By: Kishore Rawool, COE-Analytics, Tata Technologies
Data, data, everywhere—and that too in the range of petabytes and exabytes! Just to give an idea of what this appalling vastness of data is like: One petabyte is the amount of data generated in five years by 12 of NASA’s satellite systems for earth observation as well as their associated instruments and systems. Exabyte represents an even bigger measure of data. An avatar in the Puranas, with gigantic strides, measured the red earth and blue skies in just two steps, and was left with no place for a third step. Likewise, all words ever uttered by us humans can fit into roughly five exabytes.
Sensors and machines, humans, as well as business systems—in that order of importance—produce a voluminous amount of data (‘big data’) of the structured and unstructured kind. Extracting needles of new insights from such haystacks of data will help an organization make better decisions, resulting in more efficiency and revenues at less cost and risk. Conventional analytical tools the industry has grown up with find themselves ‘breathless and shell-shocked’ by the sheer volume of big data, its periodic spikes and, above all, high velocity. They also need to grapple with a potpourri of data—email, video, audio, log files and merging and managing this variety of data is no mean task. Responding to such data floods in real time therefore becomes a fine art requiring the services of accomplished practitioners, backed by advanced data analysis and presentation tools. In fact, it’s the big ask coming from today’s digital economy: the ability to process big data in real time, which involves continuous data input and output.
Big data analysis is increasingly trending towards real-time execution, away from batch processing. Although, at the moment, in terms of processing volumes, there is a 50:50 split between the two approaches. In batch processing, a non-real-time approach, data is collected over a certain period of time and processed as a group to produce batch results. Hadoop, an open-source framework has already captured the imagination of data experts since it is particularly suited for batch-oriented processing of huge data sets, most of all unstructured ones, something relational database servers were ill-prepared for. The animating force behind Hadoop is MapReduce, a software framework for speedier and simultaneous processing of data across several distributed servers (nodes).

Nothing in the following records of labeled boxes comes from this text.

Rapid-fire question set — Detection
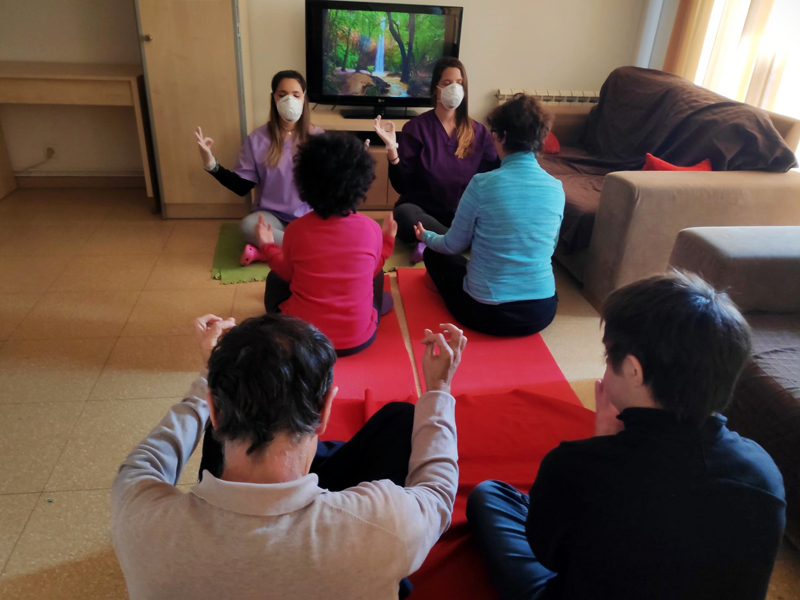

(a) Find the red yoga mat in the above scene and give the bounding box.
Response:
[397,269,581,406]
[411,386,594,600]
[333,275,417,400]
[323,390,594,600]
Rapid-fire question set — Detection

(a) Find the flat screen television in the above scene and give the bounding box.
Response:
[306,0,463,116]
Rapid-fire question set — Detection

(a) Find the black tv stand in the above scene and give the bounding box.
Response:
[340,106,417,119]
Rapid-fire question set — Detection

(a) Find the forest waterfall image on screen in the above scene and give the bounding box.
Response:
[322,9,446,98]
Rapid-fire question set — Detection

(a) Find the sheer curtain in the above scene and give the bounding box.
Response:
[664,0,800,119]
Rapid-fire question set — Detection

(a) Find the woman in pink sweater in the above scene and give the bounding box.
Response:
[256,133,397,356]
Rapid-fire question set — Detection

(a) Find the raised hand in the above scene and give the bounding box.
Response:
[194,127,217,169]
[194,315,236,366]
[422,323,467,394]
[594,379,625,435]
[381,211,397,238]
[414,223,427,242]
[256,215,275,248]
[374,115,397,150]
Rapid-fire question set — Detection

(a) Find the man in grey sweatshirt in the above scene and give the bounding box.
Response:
[111,315,466,600]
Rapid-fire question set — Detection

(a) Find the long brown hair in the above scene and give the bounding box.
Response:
[266,71,311,168]
[431,56,475,158]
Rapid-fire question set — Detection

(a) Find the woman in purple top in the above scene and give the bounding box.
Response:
[195,71,322,265]
[375,57,500,262]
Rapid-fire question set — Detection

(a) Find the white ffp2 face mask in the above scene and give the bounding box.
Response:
[439,83,464,110]
[276,96,303,123]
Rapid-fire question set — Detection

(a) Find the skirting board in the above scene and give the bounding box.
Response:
[164,203,250,219]
[17,175,145,188]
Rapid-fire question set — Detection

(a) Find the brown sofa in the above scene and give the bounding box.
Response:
[670,227,800,548]
[540,67,800,301]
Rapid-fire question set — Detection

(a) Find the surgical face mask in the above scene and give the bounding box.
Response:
[439,83,464,110]
[277,95,303,123]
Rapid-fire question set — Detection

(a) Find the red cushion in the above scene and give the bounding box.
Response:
[642,152,712,171]
[542,131,561,154]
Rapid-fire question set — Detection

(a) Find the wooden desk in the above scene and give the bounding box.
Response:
[0,62,153,198]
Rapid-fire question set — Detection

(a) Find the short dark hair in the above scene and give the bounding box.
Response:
[294,132,375,219]
[602,271,751,420]
[208,314,336,454]
[486,94,553,153]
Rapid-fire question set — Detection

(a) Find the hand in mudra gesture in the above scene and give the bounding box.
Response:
[256,215,275,248]
[375,115,397,148]
[414,223,428,242]
[194,127,217,168]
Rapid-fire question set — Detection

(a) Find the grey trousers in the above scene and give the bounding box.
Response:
[239,210,287,246]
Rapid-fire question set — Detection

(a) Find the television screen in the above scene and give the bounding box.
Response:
[322,9,446,98]
[306,0,461,106]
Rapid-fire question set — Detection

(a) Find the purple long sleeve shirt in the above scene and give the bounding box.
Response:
[390,110,500,223]
[234,125,322,221]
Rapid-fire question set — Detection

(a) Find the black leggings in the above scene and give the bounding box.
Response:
[423,248,558,336]
[394,202,453,242]
[199,400,414,600]
[264,269,383,358]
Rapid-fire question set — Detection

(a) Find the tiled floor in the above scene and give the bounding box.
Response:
[0,190,800,600]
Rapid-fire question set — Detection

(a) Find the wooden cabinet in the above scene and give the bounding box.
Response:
[311,106,422,210]
[136,0,248,218]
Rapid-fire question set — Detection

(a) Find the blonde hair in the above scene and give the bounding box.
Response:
[431,56,475,159]
[265,71,311,169]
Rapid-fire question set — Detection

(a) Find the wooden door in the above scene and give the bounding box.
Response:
[137,0,247,217]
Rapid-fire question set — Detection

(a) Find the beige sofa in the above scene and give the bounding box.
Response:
[543,86,800,303]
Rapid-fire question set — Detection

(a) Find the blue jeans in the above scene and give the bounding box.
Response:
[467,481,556,600]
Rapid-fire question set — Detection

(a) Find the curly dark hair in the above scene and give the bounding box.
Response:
[294,132,375,219]
[486,94,553,153]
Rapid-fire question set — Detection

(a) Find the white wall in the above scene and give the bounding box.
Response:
[650,0,680,69]
[248,0,646,123]
[0,0,142,174]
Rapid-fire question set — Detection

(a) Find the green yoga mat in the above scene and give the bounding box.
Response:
[211,223,269,284]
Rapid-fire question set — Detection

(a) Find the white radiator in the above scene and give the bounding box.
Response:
[495,88,599,106]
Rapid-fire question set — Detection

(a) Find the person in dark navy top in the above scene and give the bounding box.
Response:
[467,273,786,600]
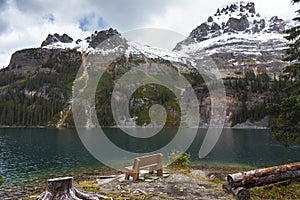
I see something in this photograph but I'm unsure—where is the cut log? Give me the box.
[37,177,112,200]
[222,184,250,200]
[231,187,250,200]
[227,162,300,189]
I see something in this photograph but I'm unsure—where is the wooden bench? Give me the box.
[125,153,163,181]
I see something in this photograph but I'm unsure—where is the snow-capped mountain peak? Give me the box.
[175,1,288,51]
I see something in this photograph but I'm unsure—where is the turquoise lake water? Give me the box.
[0,128,300,199]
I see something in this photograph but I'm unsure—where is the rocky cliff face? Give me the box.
[174,2,290,77]
[0,2,290,126]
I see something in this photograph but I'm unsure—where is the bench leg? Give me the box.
[125,172,129,180]
[157,169,163,176]
[125,172,139,181]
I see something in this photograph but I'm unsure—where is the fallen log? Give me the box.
[223,185,250,200]
[227,162,300,189]
[37,177,112,200]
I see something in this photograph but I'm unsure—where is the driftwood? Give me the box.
[223,162,300,199]
[37,177,111,200]
[227,162,300,188]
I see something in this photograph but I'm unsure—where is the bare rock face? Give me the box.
[42,33,73,47]
[174,2,288,53]
[224,15,250,33]
[7,48,81,75]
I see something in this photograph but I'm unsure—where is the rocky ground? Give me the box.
[71,166,243,200]
[97,170,233,199]
[22,166,236,200]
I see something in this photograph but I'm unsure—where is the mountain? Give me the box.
[0,2,293,127]
[174,2,293,77]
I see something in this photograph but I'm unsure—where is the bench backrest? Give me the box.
[133,153,163,172]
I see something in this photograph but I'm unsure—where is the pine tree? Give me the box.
[268,0,300,145]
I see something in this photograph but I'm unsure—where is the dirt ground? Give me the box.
[96,169,234,200]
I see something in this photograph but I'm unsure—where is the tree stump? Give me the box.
[37,177,111,200]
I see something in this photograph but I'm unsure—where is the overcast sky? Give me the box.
[0,0,299,68]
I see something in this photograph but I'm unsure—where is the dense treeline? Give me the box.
[224,71,287,126]
[268,0,300,145]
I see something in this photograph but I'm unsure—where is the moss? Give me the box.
[74,180,103,194]
[250,181,300,199]
[0,176,5,185]
[167,151,190,172]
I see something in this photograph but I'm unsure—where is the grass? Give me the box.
[0,176,5,185]
[167,151,190,172]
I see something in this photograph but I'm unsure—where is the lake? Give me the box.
[0,128,300,199]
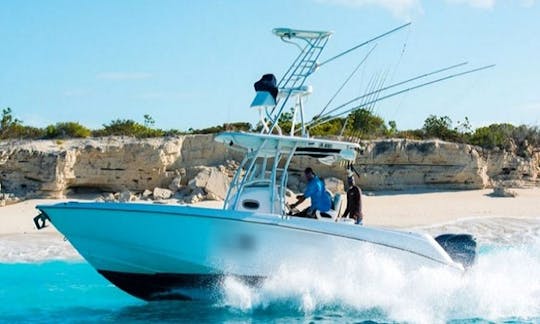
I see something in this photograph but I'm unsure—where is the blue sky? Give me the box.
[0,0,540,130]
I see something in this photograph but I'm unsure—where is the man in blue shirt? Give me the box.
[291,168,332,218]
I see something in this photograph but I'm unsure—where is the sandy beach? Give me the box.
[0,188,540,237]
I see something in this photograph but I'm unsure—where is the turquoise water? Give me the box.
[0,243,540,323]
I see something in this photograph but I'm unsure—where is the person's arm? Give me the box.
[291,195,306,209]
[341,193,352,218]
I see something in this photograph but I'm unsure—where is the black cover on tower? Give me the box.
[253,74,278,100]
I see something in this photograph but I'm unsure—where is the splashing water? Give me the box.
[0,219,540,323]
[221,240,540,323]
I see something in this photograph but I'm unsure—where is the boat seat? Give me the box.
[315,191,343,220]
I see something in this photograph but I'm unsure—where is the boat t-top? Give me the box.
[37,25,475,300]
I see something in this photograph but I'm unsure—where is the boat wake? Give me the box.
[0,234,82,263]
[220,240,540,323]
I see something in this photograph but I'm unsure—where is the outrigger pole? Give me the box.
[306,64,495,127]
[317,22,411,67]
[319,62,469,118]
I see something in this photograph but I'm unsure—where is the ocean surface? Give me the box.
[0,218,540,323]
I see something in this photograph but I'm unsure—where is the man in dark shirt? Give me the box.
[342,174,364,225]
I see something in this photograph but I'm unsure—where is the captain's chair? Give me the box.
[315,190,343,221]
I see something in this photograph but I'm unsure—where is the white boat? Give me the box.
[37,28,475,300]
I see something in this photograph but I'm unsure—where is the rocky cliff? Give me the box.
[0,135,540,199]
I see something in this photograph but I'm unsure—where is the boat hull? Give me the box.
[38,203,462,300]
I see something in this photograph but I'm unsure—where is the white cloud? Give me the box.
[521,0,536,8]
[317,0,422,19]
[97,72,152,80]
[446,0,495,9]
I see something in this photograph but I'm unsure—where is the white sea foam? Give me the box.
[0,234,81,263]
[221,220,540,323]
[419,217,540,245]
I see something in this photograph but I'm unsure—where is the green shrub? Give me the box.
[45,122,92,138]
[470,124,515,149]
[92,119,165,138]
[347,108,388,138]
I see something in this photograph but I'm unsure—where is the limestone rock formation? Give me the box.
[0,135,540,204]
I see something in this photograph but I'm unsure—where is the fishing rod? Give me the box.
[317,22,412,67]
[306,64,495,127]
[319,44,377,115]
[319,62,469,117]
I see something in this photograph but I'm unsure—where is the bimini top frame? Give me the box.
[215,132,360,215]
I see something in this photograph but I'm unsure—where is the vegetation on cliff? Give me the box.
[0,108,540,157]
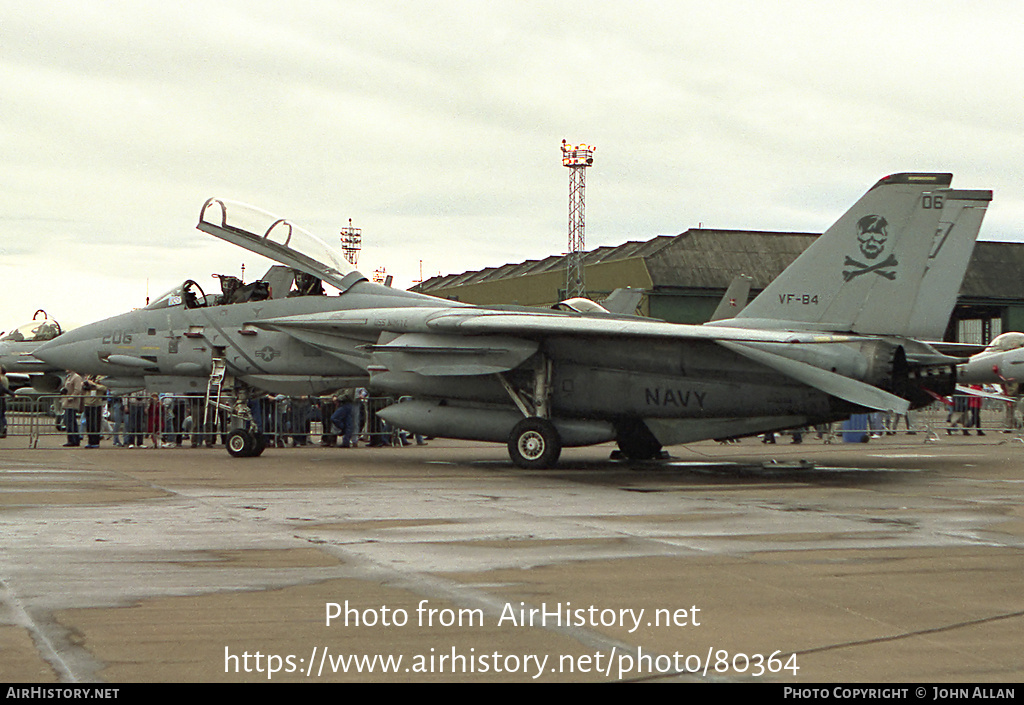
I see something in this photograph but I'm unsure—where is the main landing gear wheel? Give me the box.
[225,428,266,458]
[508,417,562,469]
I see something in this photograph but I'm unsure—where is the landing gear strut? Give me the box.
[498,356,562,469]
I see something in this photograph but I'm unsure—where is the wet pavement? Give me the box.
[0,434,1024,682]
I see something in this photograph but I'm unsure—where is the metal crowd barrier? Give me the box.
[0,393,408,448]
[0,392,1024,448]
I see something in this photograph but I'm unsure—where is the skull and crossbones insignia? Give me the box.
[843,215,899,282]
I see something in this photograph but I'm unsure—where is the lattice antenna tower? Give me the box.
[562,139,594,298]
[341,218,362,266]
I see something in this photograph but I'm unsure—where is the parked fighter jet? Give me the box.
[0,309,63,393]
[38,174,991,467]
[956,332,1024,384]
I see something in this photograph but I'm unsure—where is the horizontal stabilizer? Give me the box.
[721,342,910,414]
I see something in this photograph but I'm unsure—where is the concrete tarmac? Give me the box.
[0,434,1024,683]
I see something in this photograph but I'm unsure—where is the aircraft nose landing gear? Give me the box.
[508,416,562,469]
[225,428,266,458]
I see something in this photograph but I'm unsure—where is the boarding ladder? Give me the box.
[203,356,227,430]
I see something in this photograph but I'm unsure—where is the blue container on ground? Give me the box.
[843,414,867,443]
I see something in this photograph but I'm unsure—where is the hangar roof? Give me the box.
[415,229,1024,300]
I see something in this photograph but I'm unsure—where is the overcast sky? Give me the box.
[0,0,1024,330]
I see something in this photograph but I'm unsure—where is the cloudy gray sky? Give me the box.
[0,0,1024,330]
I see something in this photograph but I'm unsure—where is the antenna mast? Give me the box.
[562,139,594,298]
[341,218,362,266]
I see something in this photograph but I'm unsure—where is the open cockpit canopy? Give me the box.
[197,199,366,293]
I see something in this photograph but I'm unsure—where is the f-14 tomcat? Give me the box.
[37,173,991,467]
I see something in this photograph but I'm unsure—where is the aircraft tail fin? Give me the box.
[708,275,754,322]
[907,191,992,340]
[719,173,991,336]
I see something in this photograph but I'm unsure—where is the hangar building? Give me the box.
[414,229,1024,343]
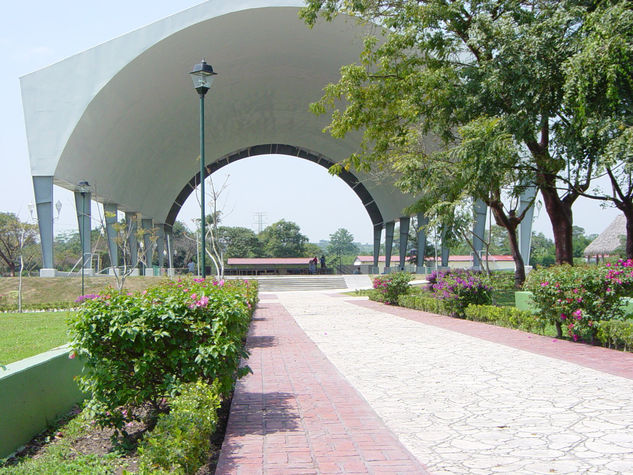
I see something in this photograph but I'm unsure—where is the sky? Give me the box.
[0,0,619,243]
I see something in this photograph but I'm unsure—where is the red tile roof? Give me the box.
[227,257,314,266]
[356,255,513,263]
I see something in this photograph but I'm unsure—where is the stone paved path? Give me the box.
[218,292,633,474]
[216,292,428,474]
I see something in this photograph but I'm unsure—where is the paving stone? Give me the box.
[279,294,633,473]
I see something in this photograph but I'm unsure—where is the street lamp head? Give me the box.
[189,59,217,96]
[77,181,90,193]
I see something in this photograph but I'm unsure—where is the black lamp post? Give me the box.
[77,181,90,295]
[189,59,217,279]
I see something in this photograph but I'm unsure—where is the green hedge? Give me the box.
[0,302,77,312]
[138,381,221,474]
[596,320,633,351]
[398,294,451,315]
[464,305,547,335]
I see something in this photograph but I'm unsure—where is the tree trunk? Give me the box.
[489,202,525,289]
[618,203,633,259]
[540,184,574,265]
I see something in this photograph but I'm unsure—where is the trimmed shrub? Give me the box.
[398,294,450,315]
[432,270,492,318]
[596,320,633,351]
[373,272,413,305]
[526,261,633,341]
[464,305,547,335]
[69,279,257,435]
[138,381,221,474]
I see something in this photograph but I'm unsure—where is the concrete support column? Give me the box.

MapReduce has become almost another name for big data processing while Hadoop has seen widespread deployment including in commercial products. Even so, enterprises do feel the need to move from good to great. MapReduce is good, but is it great? Google, which developed MapReduce and then open-sourced it, has cast aside this programming model in favor of newer analytical tools that can cope with exponential increases in workload to the tune of petabytes. With MapReduce, it might even take hours to complete certain jobs. Hence, the industry feels there is a need to evolve beyond MapReduce’s much-touted properties. With strong in-memory features, Apache Spark, also designed to run on Hadoop, is emerging as a faster data processing engine of choice. It is ideal for faster, real-time querying of datasets in a matter of seconds!
Automated real-time data mining programs now have the capability to crawl over humongous data sets related to social networking and return relevant posts. As an example, a careful analysis of viewers’ actions on social media (e.g., rating, sharing, liking, retweeting), along with audience tuning data obtained from set top boxes, will reveal which television shows got viewers hooked and which didn’t. The real-time analytics train doesn’t stop there. The sentimental analysis algorithm goes over a social media post like a fine-tooth comb, at both sentence-level and at the level of smaller groupings of words, to decode the overall sentiment within it and label it as positive, neutral, or negative. This process of knowledge discovery is helped in no small way by recent advances in machine-learning. With a built-in capacity to learn and discover patterns in large data sets, machine-learning can cull more accurate results faster and without calling out for human intervention.
Insight-generation tools can score social media posts around TV shows, for instance, and finally work out weekly popularity charts for these shows. This makes it possible to ‘narrowcast’ (as different from ‘broadcast’) programs that tickle the taste buds of smaller segments and niche groups of viewers. Importantly, in this model of TV programming based on user-generated data, the viewer is not just getting an opportunity to talk back to the studio, but decides, more or less, what kind of shows get produced and what goes on the air. In sum, big data needs to move beyond text analysis of a previous era to a more fine-grained analysis that will arm businesses with deep and accurate information on subgroups, within the larger market, based on which they can tailor products and services that are relevant to such small groups.
The brave new big-data driven world also needs a host of big data experts at different levels to sustain it. These include Hadoop administrators and developers, specialists in Hadoop components (eg, Apache HBase), as well as data scientists who can apply the insights they have learnt to complex business situations.